While introducing the world premiere of Colleen Wagner’s “Armadillos,” Factory Theatre’s artistic director Mel Hague included a few words about the difficulties of developing and mounting new plays. In retrospect, that felt like a warning. The play that went up on opening night, while full of fascinating ideas, wasn’t quite ready for a full production.
All of which is a shame. Wagner’s Governor General’s Award-winning play “The Monument” received a riveting remount in that very same venue five years ago, directed by Jani Lauzon, who’s also helming the new piece.
And “Armadillos,” which was programmed by Factory’s former A.D. Nina Lee Aquino, certainly features a promising meta-theatrical set-up.
A quartet of actors is touring the country in a new interpretation of the Greek myth of the marriage of Thetis and Peleus. Midway through the tour, an actor named Karmyne (Mirabella Sundar Singh) has replaced the woman playing Thetis, and this has caused some tension among the other three actors: Jay (Ryan Hollyman), who plays Zeus, Sofia (Zorana Sadiq), who is Hera, and the younger Dyrk (Paolo Santalucia), who stars opposite Karmyne as Peleus.
After a brief prologue, in which we see the actors warm up before going on — and Karmyne appears late, clearly upsetting Jay — we’re shown what appears to be the first act of the Greek tale.
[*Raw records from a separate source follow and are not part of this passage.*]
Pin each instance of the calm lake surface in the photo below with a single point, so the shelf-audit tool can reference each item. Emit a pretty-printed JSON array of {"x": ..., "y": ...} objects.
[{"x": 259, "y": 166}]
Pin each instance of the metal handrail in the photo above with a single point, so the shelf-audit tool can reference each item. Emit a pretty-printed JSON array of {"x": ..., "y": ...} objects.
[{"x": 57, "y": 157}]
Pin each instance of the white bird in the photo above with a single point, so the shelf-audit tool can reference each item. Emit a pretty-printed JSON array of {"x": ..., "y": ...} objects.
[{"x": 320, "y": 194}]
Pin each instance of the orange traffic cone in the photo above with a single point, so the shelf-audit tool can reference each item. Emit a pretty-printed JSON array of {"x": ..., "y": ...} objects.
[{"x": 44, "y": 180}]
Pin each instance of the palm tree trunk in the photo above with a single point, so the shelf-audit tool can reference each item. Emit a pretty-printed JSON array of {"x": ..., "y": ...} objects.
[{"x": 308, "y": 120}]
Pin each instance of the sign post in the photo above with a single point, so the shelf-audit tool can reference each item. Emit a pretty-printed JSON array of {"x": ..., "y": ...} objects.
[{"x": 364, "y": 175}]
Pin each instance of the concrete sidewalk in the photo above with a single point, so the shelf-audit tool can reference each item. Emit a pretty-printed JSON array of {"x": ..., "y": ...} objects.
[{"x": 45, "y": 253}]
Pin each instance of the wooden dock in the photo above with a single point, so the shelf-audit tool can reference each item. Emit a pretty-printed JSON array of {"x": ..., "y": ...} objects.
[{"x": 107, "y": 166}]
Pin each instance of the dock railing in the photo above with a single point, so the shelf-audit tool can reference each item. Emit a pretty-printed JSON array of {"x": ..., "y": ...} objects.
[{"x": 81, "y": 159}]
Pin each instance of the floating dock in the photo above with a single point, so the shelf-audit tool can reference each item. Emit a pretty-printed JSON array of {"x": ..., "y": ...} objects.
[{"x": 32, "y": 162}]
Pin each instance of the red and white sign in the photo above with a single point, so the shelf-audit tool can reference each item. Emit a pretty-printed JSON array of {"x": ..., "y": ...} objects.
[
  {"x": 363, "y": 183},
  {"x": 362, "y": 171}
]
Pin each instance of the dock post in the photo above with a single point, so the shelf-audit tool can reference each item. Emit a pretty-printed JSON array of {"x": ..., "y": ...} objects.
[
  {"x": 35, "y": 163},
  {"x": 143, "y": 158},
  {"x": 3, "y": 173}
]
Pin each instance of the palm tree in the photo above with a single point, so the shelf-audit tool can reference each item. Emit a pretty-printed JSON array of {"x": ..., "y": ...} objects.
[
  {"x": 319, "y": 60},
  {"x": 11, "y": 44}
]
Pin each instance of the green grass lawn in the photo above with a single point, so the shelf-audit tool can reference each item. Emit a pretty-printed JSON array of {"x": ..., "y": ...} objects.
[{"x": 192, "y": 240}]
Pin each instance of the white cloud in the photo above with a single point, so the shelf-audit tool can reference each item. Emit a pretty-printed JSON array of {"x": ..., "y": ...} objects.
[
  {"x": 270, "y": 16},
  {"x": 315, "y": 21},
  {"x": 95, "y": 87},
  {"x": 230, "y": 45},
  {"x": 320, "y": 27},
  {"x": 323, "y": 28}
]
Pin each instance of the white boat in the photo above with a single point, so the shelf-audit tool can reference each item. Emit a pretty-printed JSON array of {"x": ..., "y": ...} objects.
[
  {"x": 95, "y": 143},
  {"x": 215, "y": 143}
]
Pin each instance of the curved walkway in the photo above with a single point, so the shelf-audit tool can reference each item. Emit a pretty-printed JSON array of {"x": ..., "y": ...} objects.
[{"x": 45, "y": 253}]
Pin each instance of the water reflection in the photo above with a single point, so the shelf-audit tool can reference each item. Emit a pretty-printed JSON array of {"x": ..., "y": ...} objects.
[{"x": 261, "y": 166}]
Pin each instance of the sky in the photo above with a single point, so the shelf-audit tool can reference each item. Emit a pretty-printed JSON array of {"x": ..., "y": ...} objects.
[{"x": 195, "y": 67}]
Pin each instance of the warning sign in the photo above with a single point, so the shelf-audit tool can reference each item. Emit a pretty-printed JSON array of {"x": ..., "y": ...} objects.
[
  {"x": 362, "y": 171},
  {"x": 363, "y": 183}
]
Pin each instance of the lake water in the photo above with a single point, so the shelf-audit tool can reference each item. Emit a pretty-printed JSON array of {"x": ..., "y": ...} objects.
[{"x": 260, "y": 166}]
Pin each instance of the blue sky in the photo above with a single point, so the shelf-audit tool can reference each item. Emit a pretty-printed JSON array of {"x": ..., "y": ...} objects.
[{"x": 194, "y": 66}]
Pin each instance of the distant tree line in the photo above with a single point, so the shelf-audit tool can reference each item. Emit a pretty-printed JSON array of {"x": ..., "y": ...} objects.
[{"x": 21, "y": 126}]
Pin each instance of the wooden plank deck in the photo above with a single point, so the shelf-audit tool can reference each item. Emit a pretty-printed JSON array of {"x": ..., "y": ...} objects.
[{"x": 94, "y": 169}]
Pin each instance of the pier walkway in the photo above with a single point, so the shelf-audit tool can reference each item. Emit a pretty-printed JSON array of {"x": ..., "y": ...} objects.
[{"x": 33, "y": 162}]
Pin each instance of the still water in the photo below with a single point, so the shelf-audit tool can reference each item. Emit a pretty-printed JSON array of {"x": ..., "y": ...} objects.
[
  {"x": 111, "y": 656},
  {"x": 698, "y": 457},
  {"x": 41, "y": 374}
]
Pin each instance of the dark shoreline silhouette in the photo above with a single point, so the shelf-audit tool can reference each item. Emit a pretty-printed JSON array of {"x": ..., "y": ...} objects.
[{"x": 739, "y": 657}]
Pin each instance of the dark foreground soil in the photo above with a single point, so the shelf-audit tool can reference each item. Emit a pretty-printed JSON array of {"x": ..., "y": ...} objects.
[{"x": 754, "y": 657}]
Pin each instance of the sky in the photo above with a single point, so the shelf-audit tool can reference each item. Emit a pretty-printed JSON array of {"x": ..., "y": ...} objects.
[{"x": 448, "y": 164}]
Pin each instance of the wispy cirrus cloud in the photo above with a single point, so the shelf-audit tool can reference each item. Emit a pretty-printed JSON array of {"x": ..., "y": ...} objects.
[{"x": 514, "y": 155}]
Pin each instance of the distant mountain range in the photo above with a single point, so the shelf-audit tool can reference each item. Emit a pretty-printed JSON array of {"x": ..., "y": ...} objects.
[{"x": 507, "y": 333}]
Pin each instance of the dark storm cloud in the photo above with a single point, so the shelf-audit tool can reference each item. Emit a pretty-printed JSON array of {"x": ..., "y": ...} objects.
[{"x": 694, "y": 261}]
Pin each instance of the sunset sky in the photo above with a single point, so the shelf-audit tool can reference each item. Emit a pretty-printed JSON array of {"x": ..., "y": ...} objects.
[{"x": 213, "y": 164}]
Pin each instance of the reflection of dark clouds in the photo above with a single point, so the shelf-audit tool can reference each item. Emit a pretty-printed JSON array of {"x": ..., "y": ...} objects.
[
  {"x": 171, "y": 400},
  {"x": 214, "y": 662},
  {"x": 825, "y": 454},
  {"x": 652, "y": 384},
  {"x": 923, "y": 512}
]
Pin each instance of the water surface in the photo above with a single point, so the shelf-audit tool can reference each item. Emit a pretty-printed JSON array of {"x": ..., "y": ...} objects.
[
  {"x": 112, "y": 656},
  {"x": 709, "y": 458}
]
This play-within-a-play explores the prophecy that Thetis’s son would become greater than his father. Zeus, played with rapacious, libidinous energy by Hollyman, is clearly attracted to the 17-year-old goddess Thetis, and so wants his wife Hera to arrange a marriage between Thetis and the mortal Peleus so his potential offspring won’t grow up to overpower him. Thetis, however, has other plans.
There’s a powerful feminist theme here about women challenging established patriarchal systems. Unfortunately it isn’t sufficiently explored in the second act, which is set in contemporary times, where the libations are whisky and sexual partners are a mere swipe of a dating app away.
As they take off their makeup and change into their regular clothes, Karmyne shows Sofia some hookup possibilities on her phone; Sofia’s not interested. After Karmyne has left for her date, Jay barges into the women’s dressing room and frightens Sofia, which triggers some sort of PTSD reaction. Nevertheless, the two actors agree to meet at the bar downstairs later on. In that same bar, Jay runs into Dyrk, and they awkwardly discuss the performance. Later still, Dyrk runs into Karmyne, and they form a connection.
One of the problems with all this is that it feels like the actors are meeting each other for the first time, even though they obviously would have gone through weeks of rehearsals and, with the exception perhaps of Karmyne, have toured the show to other towns and cities.
By that time, patterns and rhythms would have been established and histories unearthed over many a drink and endless tour bus trip. But neither Wagner nor Lauzon suggest any of those details. Strangely, no one mentions the actor who previously played Thetis, and why she left the tour. And there are no crew members around. Why?
Wagner provides some insights into the ever-changing power dynamics between the genders and how language comes with historical baggage. When Sofia tells Jay not to use the word “man” in the expression “Oh, man, sorry,” her point is clear — and fair. And the important idea of consent comes up in a few intriguing ways.
But because we know so little about these characters — we get only the vaguest hints about their backgrounds — their observations rarely resonate, except in the most obvious and superficial ways. After Karmyne says one of her potential hookups calls himself a “sugar daddy” Sofia balks and the younger woman asks whether she wouldn’t be happy as Zeus’s well-provided-for wife Hera.
A hint of what this play could become arrives late in the second act, when the actors’ chaotic personal lives affect the show they’re putting on. But by then it’s too little, too late.
The actors — the real actors, that is — do fine work with what they’ve been given, especially Sadiq, who suggests an emotional history and complex set of emotions as both Sofia and Hera.
And Trevor Schwellnus’s designs for set, props and lighting give us something mysterious to look at. The set is dominated by what look like sheets of twisting pieces of plastic; when different coloured lights hit them they create startling shadowy effects that immediately change the mood and feel of a scene.
If those scenes were better developed, “Armadillos” might shine more brightly.
Armadillos
By Colleen Wagner, directed by Jani Lauzon. Playing at the Factory Theatre, 125 Bathurst, through June 24. factory.ca and 416-504-9971.